Bislang war ich ja der Meinung, dass mit BlackberryOS 10 dem gefallenen Engel ein wahres Glanzstück gelungen ist. Gestern wurden aber Dinge bekannt, die alles andere als angenehm sind. Vor allem vor dem Hintergrund der PRISM-Affäre ist es mehr als fragwürdig, dass der Blackberry-Konfigurationsassistent ungefragt Daten an die Blackberry-Server sendet.
Das hat gestern gewaltig Staub aufgewirbelt. Ist man bisher von einem ordentlichen Erholungskurs der Brombeere ausgegangen, werden jetzt einige überlegen, ob man auf Blackberry zurückgreifen muss.
Die Meldung bei Heise lautet:
BlackBerry späht Mail-Login aus
Gemeint ist folgendes: Richtet man einen Mail-Account auf seinem Blackberry ein, nutzt man gewöhnlich den Konfigurationsassistenten. Schnell mal die Anmeldedaten eintippen, kurz warten, fertig. Während der Wartezeit aber unterhält sich das Smartphone mit der Server-Adresse discoveryservice.blackberry.com. Ja, die Kommunikation läuft verschlüsselt ab. Aber während dieser Unterhaltung werden eben diese Daten, die man eben noch in den Konfigurationsassistenten eingetippt hat, an den Server übertragen.
Auf Anfrage an Blackberry hat Heise leider nichts genaues zu dem Vorgang erhalten. Umgehen kann man diesen, so haben die Redakteure herausgefunden, indem man nicht den Konfigurationsassistenten verwendet. Dahin gelangt man wohl, indem man in dem Assistenten auf ein freies Feld tippt, sodass die Tastatur verschwindet. Und dann kann man auf „Erweitert“ tippen. Hat man das geschafft, kann man die Daten ohne Assistenten-Unterstützung eingeben.
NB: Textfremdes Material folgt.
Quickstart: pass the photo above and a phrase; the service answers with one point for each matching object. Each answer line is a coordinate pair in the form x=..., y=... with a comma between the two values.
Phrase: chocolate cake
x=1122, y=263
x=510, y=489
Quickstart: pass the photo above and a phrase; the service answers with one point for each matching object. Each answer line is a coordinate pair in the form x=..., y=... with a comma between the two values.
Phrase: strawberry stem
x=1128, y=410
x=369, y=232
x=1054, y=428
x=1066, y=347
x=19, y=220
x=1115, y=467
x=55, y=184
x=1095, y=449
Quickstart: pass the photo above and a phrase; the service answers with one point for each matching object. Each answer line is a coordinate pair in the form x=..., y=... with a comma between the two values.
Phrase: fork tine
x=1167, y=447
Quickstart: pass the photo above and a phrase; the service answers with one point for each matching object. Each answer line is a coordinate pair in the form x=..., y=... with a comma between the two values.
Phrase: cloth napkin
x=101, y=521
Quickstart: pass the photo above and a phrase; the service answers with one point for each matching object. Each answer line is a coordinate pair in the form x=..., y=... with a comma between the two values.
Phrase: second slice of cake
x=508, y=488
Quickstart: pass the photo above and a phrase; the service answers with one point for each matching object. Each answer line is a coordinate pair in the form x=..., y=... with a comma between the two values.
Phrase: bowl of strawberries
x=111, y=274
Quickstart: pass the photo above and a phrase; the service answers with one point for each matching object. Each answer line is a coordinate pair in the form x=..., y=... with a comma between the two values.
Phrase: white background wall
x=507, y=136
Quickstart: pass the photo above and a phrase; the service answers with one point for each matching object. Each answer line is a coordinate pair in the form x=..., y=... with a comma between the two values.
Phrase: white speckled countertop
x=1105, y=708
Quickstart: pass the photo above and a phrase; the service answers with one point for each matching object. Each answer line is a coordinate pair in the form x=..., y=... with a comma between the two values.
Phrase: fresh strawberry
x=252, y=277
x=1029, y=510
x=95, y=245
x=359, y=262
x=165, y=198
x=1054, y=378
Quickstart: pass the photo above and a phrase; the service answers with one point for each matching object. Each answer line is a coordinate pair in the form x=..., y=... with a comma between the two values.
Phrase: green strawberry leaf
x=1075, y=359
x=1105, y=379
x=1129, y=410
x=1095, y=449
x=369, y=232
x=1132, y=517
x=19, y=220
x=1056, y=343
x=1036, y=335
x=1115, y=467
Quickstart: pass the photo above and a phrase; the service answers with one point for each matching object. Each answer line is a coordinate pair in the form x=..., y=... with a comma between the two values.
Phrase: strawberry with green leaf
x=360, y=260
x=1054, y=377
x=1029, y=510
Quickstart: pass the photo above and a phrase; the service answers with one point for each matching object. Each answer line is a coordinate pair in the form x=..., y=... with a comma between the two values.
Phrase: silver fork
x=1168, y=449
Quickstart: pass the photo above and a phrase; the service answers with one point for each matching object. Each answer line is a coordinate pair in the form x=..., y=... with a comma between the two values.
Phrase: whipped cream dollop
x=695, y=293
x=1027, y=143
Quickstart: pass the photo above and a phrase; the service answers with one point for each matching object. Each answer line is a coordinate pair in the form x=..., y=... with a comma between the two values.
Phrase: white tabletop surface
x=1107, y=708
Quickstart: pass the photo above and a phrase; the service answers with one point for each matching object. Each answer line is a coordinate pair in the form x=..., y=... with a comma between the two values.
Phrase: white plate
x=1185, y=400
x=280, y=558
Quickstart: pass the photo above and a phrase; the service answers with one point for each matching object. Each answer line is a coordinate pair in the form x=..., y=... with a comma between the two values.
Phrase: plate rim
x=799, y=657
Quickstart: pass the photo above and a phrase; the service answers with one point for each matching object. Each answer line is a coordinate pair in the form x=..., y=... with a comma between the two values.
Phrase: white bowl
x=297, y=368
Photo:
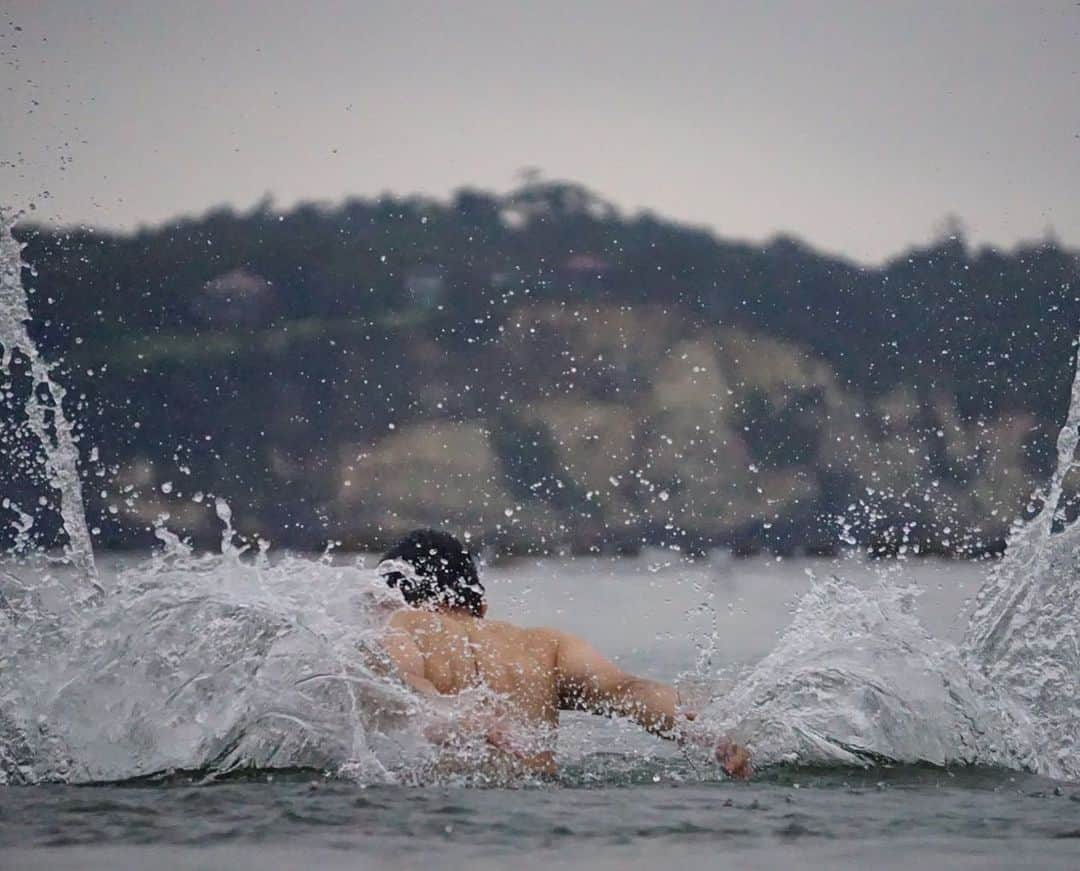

Für Firmen ist das Ganze natürlich ein sicherheitstechnischer Super-GAU. Mit einem Blackberry kann ich ja auch über eine VPN-Verbindung ins Firmennetzwerk gelangen. Diese Daten werden auch an die „Discovery“-Server übertragen. Also sind sämtliche Login-Daten für Blackberry lesbar. Und was gelesen werden kann, kann auch ausgewertet werden.
Ja, im Firmenumfeld wird auch der so genannte Blackberry Enterprise Server verwendet und nicht der Assistent. Soweit ich weiß, lohnt der sich aber erst ab einer gewissen Größe. Was machen also kleinere Unternehmen? Die nehmen den Assistenten. Und der ist sehr geschwätzig. Und das darf nicht sein.
Vor dem Hintergrund der PRISM-Affäre ist das Ganze noch viel kritischer zu betrachten. Wer stellt denn sicher, dass Blackberry nicht auch – wie so viele andere Unternehmen – mit der NSA zusammenarbeitet oder zusammenarbeiten muss? Richtig, niemand. Und wenn die Login-Daten frei Haus geliefert werden, ist dem Mitlesen sämtlicher Kommunikation der Weg völlig frei gemacht.
In der Diskussion unter dem entsprechenden Artikel im SPIEGEL sehen das die Nutzer recht entspannt. Einerseits ist ihnen klar, dass Blackberry mit der Regierung zusammenarbeitet. Andererseits scheint das „Nach-Hause-Telefonieren“ auch bei anderen Herstellern usus zu sein. In der Diskussion ist z.B. Apple genannt.
Ich kann mich an eine Sendung von Markus Lanz erinnern, in welcher der Sicherheitsexperte Daniel Domscheit-Berg von den Piraten zu Gast war. Man muss sich vor Augen halten, dass ein Smartphone selbst im ausgeschalteten Zustand Daten übertragen kann und dass man es von der Ferne einschalten kann. Wirklich „aus“ ist das Gerät dann nur, wenn man den Akku entfernt.
Das ist kein spezielles Problem von Blackberry. Aber zusammen mit dem Austausch von Login-Daten mit internen Servern des Herstellers ergibt das Ganze ein wunderbares Bild. Insofern muss ich meine positive Meinung über BlackberryOS 10 mit den Geräten Z10 und Q10 revidieren. Vor allem auch, weil Blackberry immer wieder bzgl. des Datenschutzes in die Schlagzeilen gerät, wie auch die Wikipedia weiß.
Es wird jetzt wenig verwunderlich sein, dass nun Unternehmen überdenken, künftig Blackberry als Smartphone einzusetzen. Welche Alternativen bleiben, bei denen der Datenschutz gewahrt wird, ist nicht wirklich klar. Vielleicht am ehesten noch bei Windows Phone. Aber das kanadische Unternehmen im Zeichen der Brombeere tut sich mit der Übertragung solcher Daten keinen Gefallen. Oder was meinen Sie?